Now 26, Smith is becoming somewhat better organized, as befits a man with a two-year $200,000 contract. The only time he's been late this season was when he couldn't start the 1964 sand-and-green Rolls-Royce he bought in September. He also owns a '66 Corvette, which he drives in the winter because he doesn't want to subject the Rolls to Buffalo's snows. The chief signs of opulence in his modest two-bedroom townhouse apartment are a large color TV surrounded by $2,500 worth of stereo equipment, including a pair of refrigerator-sized speakers ("They could blow down the house") and 300 albums.
Smith is thinking of buying a home for his mother Jewel, who lives with four teen-aged daughters and a 3-month-old grandson in a small weathered house in a deteriorating subdivision of Medford, L.I. They exist on the $540 a month they receive from welfare. Smith talks about the situation uneasily. He says he helps them out whenever he feels he can. "I may be making my $100,000," he says, "but that isn't really enough to support all those dependents."
"I don't ask him for anything, and when he offers I accept," says Mrs. Smith, who proudly displays a shelf full of scrapbooks and a wall full of pictures of her son. She is also proud of the 1975 Mercury he provided so she can drive to New York whenever the Braves come to town.

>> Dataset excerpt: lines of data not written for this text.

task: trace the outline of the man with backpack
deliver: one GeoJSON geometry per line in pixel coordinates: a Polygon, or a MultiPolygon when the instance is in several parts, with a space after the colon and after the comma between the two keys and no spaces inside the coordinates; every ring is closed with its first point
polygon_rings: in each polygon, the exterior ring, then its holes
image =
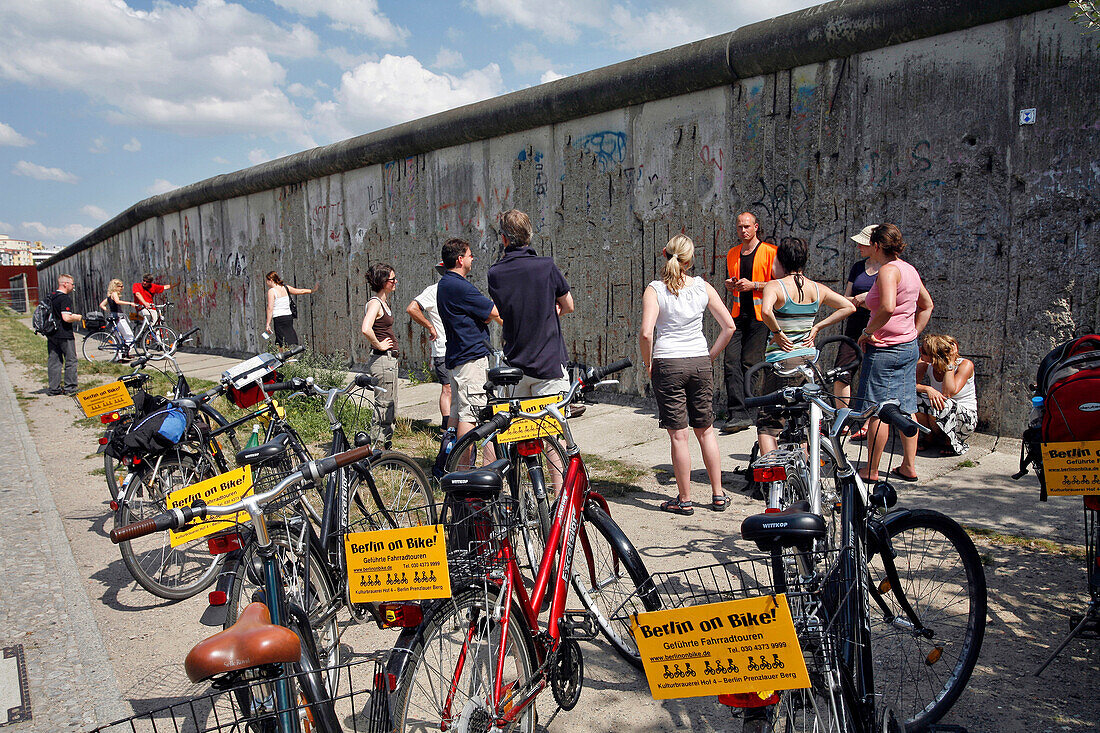
{"type": "Polygon", "coordinates": [[[159,293],[163,293],[165,290],[171,289],[171,287],[171,285],[160,285],[157,283],[156,278],[149,272],[142,276],[141,282],[134,283],[134,302],[137,303],[138,312],[141,313],[141,317],[149,324],[149,328],[152,328],[160,322],[160,314],[157,312],[156,306],[153,305],[153,297],[159,293]]]}
{"type": "Polygon", "coordinates": [[[55,327],[46,333],[46,373],[50,386],[46,394],[76,394],[76,337],[73,324],[82,316],[73,313],[72,292],[75,284],[72,275],[60,275],[57,278],[57,290],[49,296],[50,310],[55,327]],[[61,385],[61,372],[64,368],[65,385],[61,385]]]}

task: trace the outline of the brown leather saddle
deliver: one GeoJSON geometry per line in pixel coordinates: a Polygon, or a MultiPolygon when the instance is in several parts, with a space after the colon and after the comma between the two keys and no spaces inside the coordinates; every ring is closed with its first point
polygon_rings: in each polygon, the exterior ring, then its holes
{"type": "Polygon", "coordinates": [[[262,603],[250,603],[237,623],[203,639],[188,652],[183,668],[192,682],[264,664],[297,662],[302,658],[298,635],[271,623],[262,603]]]}

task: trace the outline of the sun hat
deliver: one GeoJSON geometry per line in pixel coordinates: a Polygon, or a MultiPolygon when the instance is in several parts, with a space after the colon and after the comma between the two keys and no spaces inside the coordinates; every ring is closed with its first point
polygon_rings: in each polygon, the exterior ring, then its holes
{"type": "Polygon", "coordinates": [[[432,267],[434,267],[435,271],[438,272],[440,275],[442,275],[443,273],[445,273],[447,271],[447,268],[443,266],[442,261],[440,261],[439,264],[432,265],[432,267]]]}
{"type": "Polygon", "coordinates": [[[875,230],[878,224],[868,224],[859,230],[859,234],[852,237],[852,241],[856,244],[862,244],[864,247],[871,246],[871,232],[875,230]]]}

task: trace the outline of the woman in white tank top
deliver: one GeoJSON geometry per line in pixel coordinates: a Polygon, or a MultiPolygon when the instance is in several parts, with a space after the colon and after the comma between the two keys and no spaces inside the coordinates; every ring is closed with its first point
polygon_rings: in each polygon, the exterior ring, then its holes
{"type": "Polygon", "coordinates": [[[714,382],[711,362],[733,336],[733,317],[721,296],[701,277],[691,277],[695,245],[677,234],[665,245],[664,272],[642,296],[642,328],[639,334],[642,366],[653,383],[659,424],[672,442],[672,472],[678,496],[661,504],[673,514],[691,515],[691,453],[688,427],[695,431],[710,478],[714,511],[729,503],[722,489],[718,438],[714,434],[714,382]],[[703,311],[709,310],[722,327],[710,347],[703,335],[703,311]]]}
{"type": "Polygon", "coordinates": [[[966,439],[978,426],[974,362],[959,356],[954,336],[930,333],[921,339],[913,417],[932,429],[931,439],[944,444],[945,454],[961,456],[970,450],[966,439]],[[925,377],[928,384],[921,384],[925,377]]]}
{"type": "Polygon", "coordinates": [[[294,346],[298,343],[298,334],[294,330],[290,296],[308,295],[315,292],[317,288],[296,288],[287,285],[275,270],[267,273],[265,283],[267,284],[267,325],[264,326],[264,337],[266,338],[274,330],[276,346],[294,346]]]}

In January, the Tampa Bay Rowdies of the North American Soccer League asked Smith to play with them during the off-season. His immediate reaction was to say yes ("Soccer was my first love"), but the Braves, with veto power, said no, the risks being too great for a man who could become one of basketball's alltime-best guards. Ramsay agrees that the potential is there. "Certain players never made the wrong play," he says. "Jerry West and Oscar Robertson were two of them. I don't know if Randy will reach that level, but it's possible. As far as pure physical ability, I haven't seen anyone in the league to match him."
"I've always been the best in everything," says Smith. "Small high school, small college, no publicity. Then nobody thought I could make pro ball. People have always come to me and said, 'Randy, I didn't think you could do it.' I always say, 'Well, I thought I could.'" And it will be no great surprise if he winds up driving a 1975 Rolls-Royce.